Aksi Damai Masyarakat Adat Terdampak Tolak PSN Merauke
Penulis : Kennial Laia
Lingkungan
Selasa, 23 Desember 2025
Editor : Yosep Suprayogi
BETAHITA.ID - Gabungan masyarakat adat Papua dan aktivis lingkungan menggelar aksi di Jakarta untuk memprotes rencana ekspansi perkebunan kelapa sawit dan proyek strategis nasional (PSN) tebu di Merauke, Papua Selatan. Rencana tersebut dinilai akan mendorong deforestasi besar-besaran dan bencana ekologis di masa depan.
Aksi damai tersebut digelar di depan halaman kantor Kementerian Koordinator Bidang Perekonomian, Kamis, 18 Desember 2025. Para aktivis mendirikan sebuah instalasi seni berbunyi “STOP PSN” menggunakan baner dan batang tebu yang didaur ulang. Demonstran juga membentangkan baner bertuliskan antara lain “Stop PSN Merauke”; “Save Forest, Stop Sugarcane”; dan “Papua Bukan Tanah Kosong”.
Saat ini pemerintah terus membangun PSN lumbung pangan dan energi di Merauke, dengan target lebih dari 2,1 juta hektare, membentang di puluhan distrik yang ditinggali masyarakat adat secara turun-temurun. Pada 16 Desember 2025 lalu, Presiden Prabowo Subianto menyatakan keinginan ekspansi kebun sawit tebu, dan singkong di Papua untuk ketersediaan bahan bakar minyak dan bioetanol di hadapan kepala daerah se-Tanah Papua.
Juru Kampanye Hutan Greenpeace Indonesia Belgis Habiba mengatakan, PSN Tebu Merauke merupakan proyek deforestasi terbesar di dunia saat ini dengan potensi kerusakan ekosistem kunci yang luar biasa di ekoregion Papua bagian selatan, serta keanekaragaman hayati seperti cenderawasih kuning besar, kanguru pohon, dan kuskus.

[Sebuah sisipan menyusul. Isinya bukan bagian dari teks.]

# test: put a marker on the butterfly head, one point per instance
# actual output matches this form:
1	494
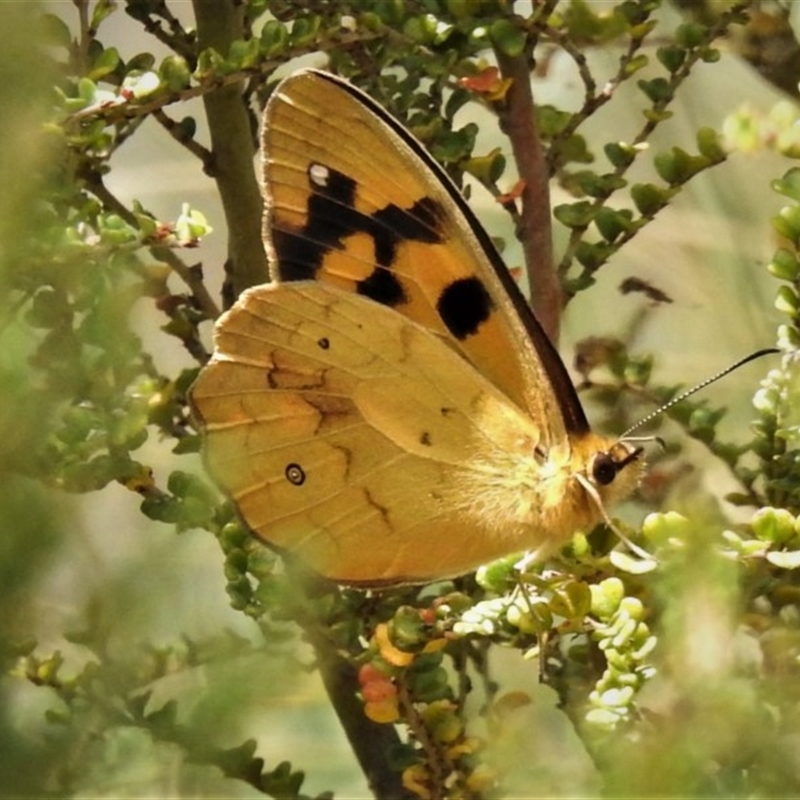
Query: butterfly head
609	470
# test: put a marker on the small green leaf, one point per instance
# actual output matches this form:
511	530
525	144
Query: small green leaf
102	10
632	564
709	144
105	63
649	199
773	524
175	73
786	300
487	169
575	215
785	559
789	184
620	154
787	223
593	255
639	61
508	37
784	265
691	35
658	90
612	223
274	38
305	30
671	56
54	31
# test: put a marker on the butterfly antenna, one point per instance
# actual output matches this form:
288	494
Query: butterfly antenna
702	385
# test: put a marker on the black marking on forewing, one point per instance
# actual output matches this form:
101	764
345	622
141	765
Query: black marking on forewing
464	306
331	217
570	406
384	287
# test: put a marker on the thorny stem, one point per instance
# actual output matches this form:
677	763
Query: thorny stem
219	24
518	122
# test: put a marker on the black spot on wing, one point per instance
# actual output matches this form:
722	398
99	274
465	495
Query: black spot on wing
389	227
383	286
464	306
331	217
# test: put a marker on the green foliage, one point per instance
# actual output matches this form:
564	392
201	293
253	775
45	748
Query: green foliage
85	403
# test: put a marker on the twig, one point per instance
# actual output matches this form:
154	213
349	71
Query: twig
518	122
190	143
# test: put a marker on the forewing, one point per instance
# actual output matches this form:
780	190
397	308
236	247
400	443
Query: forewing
355	201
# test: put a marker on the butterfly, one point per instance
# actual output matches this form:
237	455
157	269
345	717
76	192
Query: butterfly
388	409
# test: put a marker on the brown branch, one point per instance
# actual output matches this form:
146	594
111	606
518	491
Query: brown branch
219	23
518	122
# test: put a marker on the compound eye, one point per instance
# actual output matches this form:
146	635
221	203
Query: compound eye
604	469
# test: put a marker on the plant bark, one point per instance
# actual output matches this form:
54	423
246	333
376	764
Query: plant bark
233	146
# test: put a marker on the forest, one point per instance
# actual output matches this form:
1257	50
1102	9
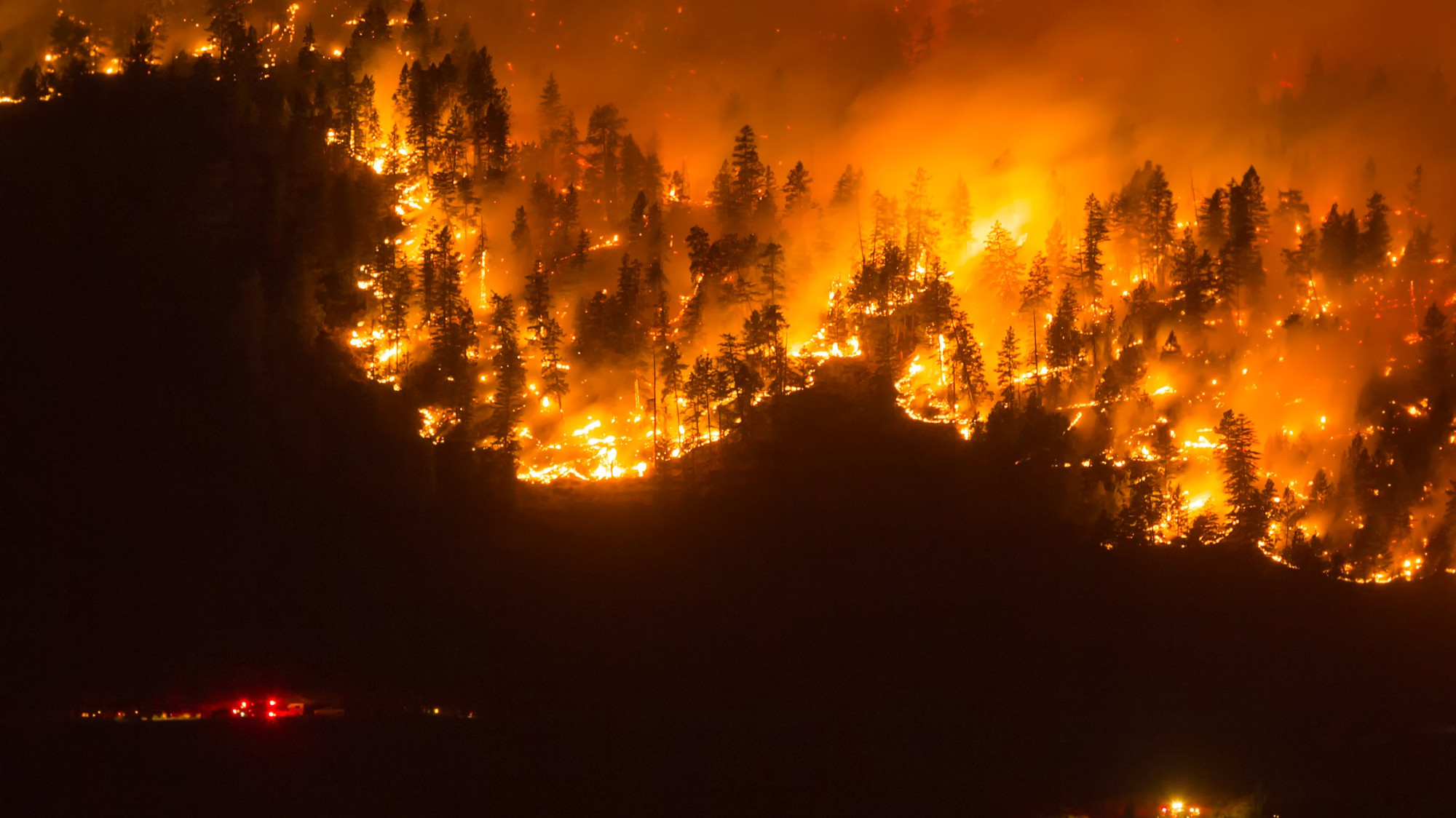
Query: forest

“Kita baru saja menyaksikan besarnya dampak krisis iklim dan kerusakan ekologis terjadi di Sumatera akibat deforestasi besar-besaran yang dilakukan dalam beberapa dekade terakhir. Bencana serupa berpotensi sangat besar mengintai Papua, jika pemerintah masih bersikeras mengejar ambisi ketahanan pangan dan energi dengan cara merusak alam,” kata Belgis, Kamis, 18 Desember 2025.

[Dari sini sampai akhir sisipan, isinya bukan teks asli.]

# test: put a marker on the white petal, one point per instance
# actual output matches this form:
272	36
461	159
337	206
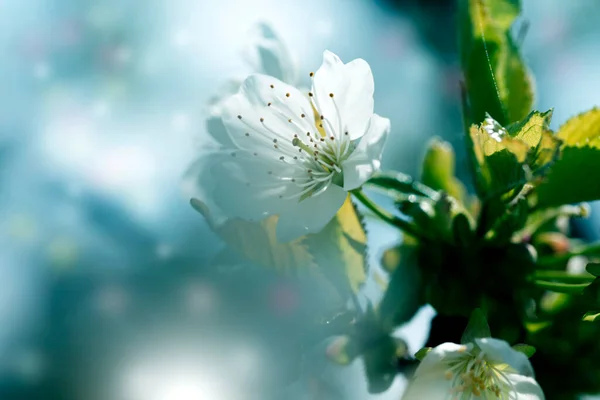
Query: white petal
225	91
351	107
310	215
525	388
500	352
254	125
437	356
431	386
268	55
242	186
366	157
216	129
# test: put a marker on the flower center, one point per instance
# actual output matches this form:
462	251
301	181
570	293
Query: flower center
473	376
315	151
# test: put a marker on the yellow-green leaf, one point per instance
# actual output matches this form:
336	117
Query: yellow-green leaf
497	81
403	297
582	130
591	317
506	158
339	250
572	179
438	169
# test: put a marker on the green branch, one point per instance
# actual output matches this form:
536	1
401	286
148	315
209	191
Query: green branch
593	248
388	217
562	276
561	287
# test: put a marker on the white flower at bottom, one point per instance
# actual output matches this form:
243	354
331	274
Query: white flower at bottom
294	154
486	369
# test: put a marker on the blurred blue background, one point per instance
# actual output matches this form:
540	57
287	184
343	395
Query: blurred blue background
106	289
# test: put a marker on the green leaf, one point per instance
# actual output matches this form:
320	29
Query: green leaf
525	349
572	179
400	183
593	268
420	355
582	130
507	158
439	169
461	228
513	220
497	81
476	328
499	164
343	350
339	250
591	316
403	297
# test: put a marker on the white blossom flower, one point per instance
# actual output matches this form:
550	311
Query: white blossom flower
265	53
493	128
293	154
486	369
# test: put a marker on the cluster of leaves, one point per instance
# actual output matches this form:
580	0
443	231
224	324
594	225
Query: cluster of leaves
503	250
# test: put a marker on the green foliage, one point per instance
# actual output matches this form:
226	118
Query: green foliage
591	316
339	250
476	328
438	169
505	159
496	79
421	354
334	257
526	349
593	268
571	179
403	297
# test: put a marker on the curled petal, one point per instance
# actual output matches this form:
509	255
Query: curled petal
343	93
366	157
267	54
499	352
310	215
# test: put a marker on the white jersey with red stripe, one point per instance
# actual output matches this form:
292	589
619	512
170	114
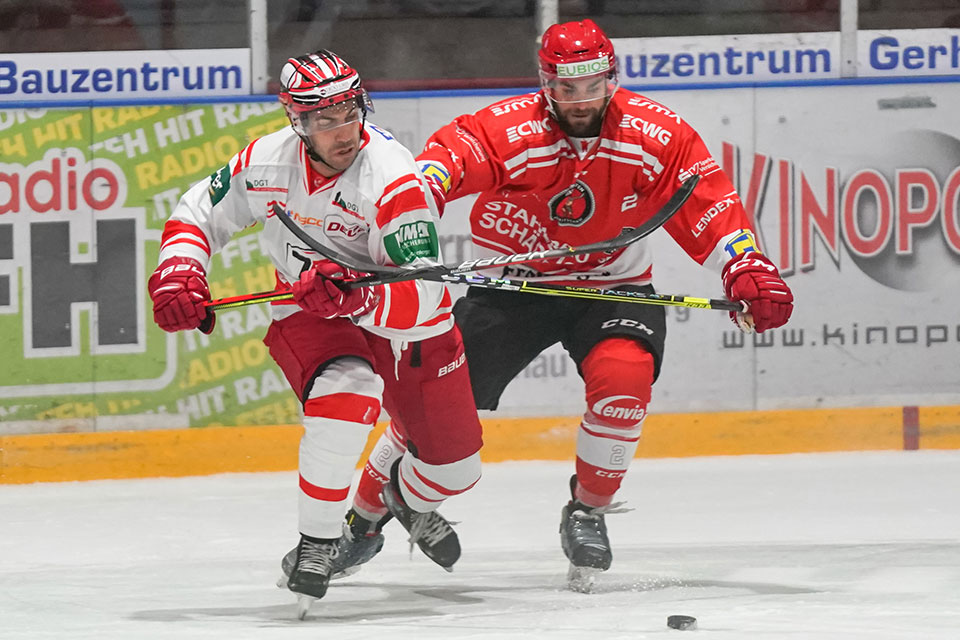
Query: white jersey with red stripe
540	189
375	210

Vincen Kwipalo, anggota masyarakat adat Yei yang minggu lalu telah dipanggil dan menjalani pemeriksaan sebagai pelapor atas dugaan tindak pidana perkebunan dan perampasan wilayah adat Marga Kwipalo oleh PT MNM, juga turut bergabung dalam aksi damai tersebut.

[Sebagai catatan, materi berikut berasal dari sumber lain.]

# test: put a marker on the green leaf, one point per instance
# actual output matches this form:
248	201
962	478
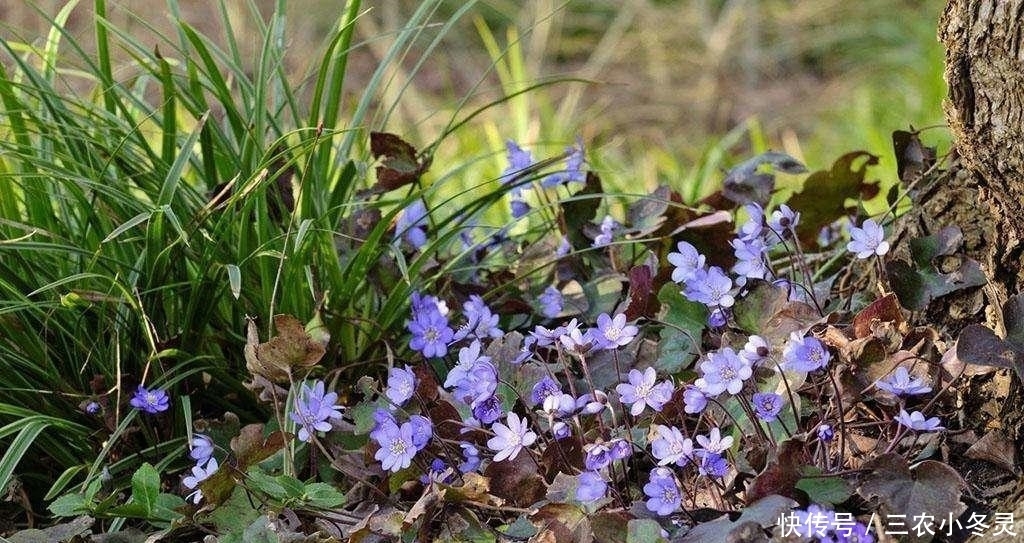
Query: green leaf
685	322
145	488
824	489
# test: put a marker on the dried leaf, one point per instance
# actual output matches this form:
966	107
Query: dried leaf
293	347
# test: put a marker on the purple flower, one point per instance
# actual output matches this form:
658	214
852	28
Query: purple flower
608	226
472	456
804	353
783	221
199	474
714	443
551	302
313	409
412	223
573	168
711	287
396	448
400	384
545	387
671	448
641	390
202	449
687	261
487	411
750	258
693	400
613	333
916	421
510	437
767	406
713	465
151	402
430	334
901	383
663	492
753	228
867	241
723	371
590	487
756	350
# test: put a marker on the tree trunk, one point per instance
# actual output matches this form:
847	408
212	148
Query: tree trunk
984	41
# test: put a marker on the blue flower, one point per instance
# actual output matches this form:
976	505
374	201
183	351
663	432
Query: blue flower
396	448
713	465
313	409
202	449
723	371
711	287
199	474
510	437
767	406
591	486
431	334
400	384
663	492
804	353
151	402
916	421
551	302
412	223
545	387
670	447
867	241
614	333
687	260
641	390
900	382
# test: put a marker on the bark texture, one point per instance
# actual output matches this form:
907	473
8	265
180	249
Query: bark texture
984	42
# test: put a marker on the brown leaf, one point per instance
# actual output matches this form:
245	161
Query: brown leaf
293	347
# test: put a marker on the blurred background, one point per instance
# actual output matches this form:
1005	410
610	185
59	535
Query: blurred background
668	90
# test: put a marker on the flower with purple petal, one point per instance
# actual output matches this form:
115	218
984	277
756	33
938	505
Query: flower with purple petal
396	448
670	447
545	387
608	227
642	390
804	353
400	384
714	443
900	382
314	409
551	302
713	465
783	221
613	332
151	402
199	474
867	241
687	260
202	449
591	486
663	492
510	437
767	406
412	224
693	400
916	421
710	287
431	334
723	371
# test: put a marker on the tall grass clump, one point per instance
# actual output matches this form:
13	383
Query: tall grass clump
156	197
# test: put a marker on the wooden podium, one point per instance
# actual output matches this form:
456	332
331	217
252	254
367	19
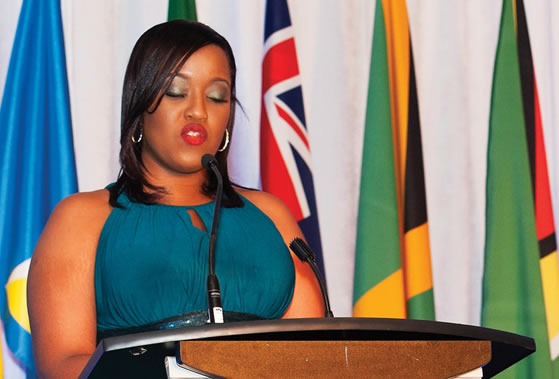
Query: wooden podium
320	348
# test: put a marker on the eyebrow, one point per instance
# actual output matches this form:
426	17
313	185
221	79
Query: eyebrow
217	79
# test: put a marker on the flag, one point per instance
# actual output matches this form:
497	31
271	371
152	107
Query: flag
182	10
392	260
285	154
36	157
513	297
545	226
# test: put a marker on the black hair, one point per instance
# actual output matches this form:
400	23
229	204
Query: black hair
156	59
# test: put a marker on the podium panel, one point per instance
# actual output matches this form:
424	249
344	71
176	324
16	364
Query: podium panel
335	359
381	344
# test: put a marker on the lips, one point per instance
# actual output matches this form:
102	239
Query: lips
194	134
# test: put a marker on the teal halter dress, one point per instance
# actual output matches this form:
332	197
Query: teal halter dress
152	264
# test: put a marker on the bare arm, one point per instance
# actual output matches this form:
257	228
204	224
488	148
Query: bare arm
60	291
307	298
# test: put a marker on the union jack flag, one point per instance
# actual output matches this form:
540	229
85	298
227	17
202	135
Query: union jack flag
285	155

“Pemerintah bilang mau fokus ke pembangunan, tetapi mereka tidak melihat nasib masyarakat adat yang tanahnya digusur. Mau mereka ke manakan kami ini?” kata Vincen.
“Kehadiran perusahaan di kampung juga malah melahirkan konflik horizontal, tapi pemerintah tidak melihat itu toh? Pemerintah hanya mau kejar pembangunan tanpa melihat dampaknya bagi kami. Yang katanya pembangunan dari pemerintah ini justru membuat kami Masyarakat Adat menderita,” ujarnya.
Cerita Vincen dan warga Merauke yang terdampak PSN lainnya telah dirangkum dalam laporan terbaru Greenpeace Indonesia bertajuk “Kenyataan Pahit di Balik Janji Manis PSN Tebu Merauke” yang dirilis pekan ini.
Dalam laporan ini, Greenpeace Indonesia menemukan konsesi seluas 560.000 hektare, atau sebesar Pulau Bali, yang telah ditetapkan pemerintah untuk proyek perkebunan tebu raksasa di Merauke. Dari total luas konsesi di atas, 419.000 hektare di antaranya adalah hutan alam, sementara lahan lainnya merupakan lahan basah seluas 83.000 hektare dan sabana seluas 34.000 hektare.
Juru Kampanye Hutan Greenpeace Indonesia Refki Saputra menyebut, proyek raksasa yang dipromosikan sebagai jalan pintas menuju swasembada gula dan energi terbarukan (bioetanol E10) ini sebagai solusi palsu.
“Mengejar pemenuhan bioetanol dari Merauke justru mendorong konversi hutan alam skala besar. Ambisi mengejar energi terbarukan malah akan meningkatkan emisi dan menggeser fokus dari perbaikan produksi gula petani," katanya.
"Singkatnya, PSN Tebu ini adalah salah satu bentuk nyata praktik kolonial politik tanah kosong di Papua yang menukar keanekaragaman hayati dan ruang hidup Masyarakat Adat demi bahan bakar nabati,” ujarnya.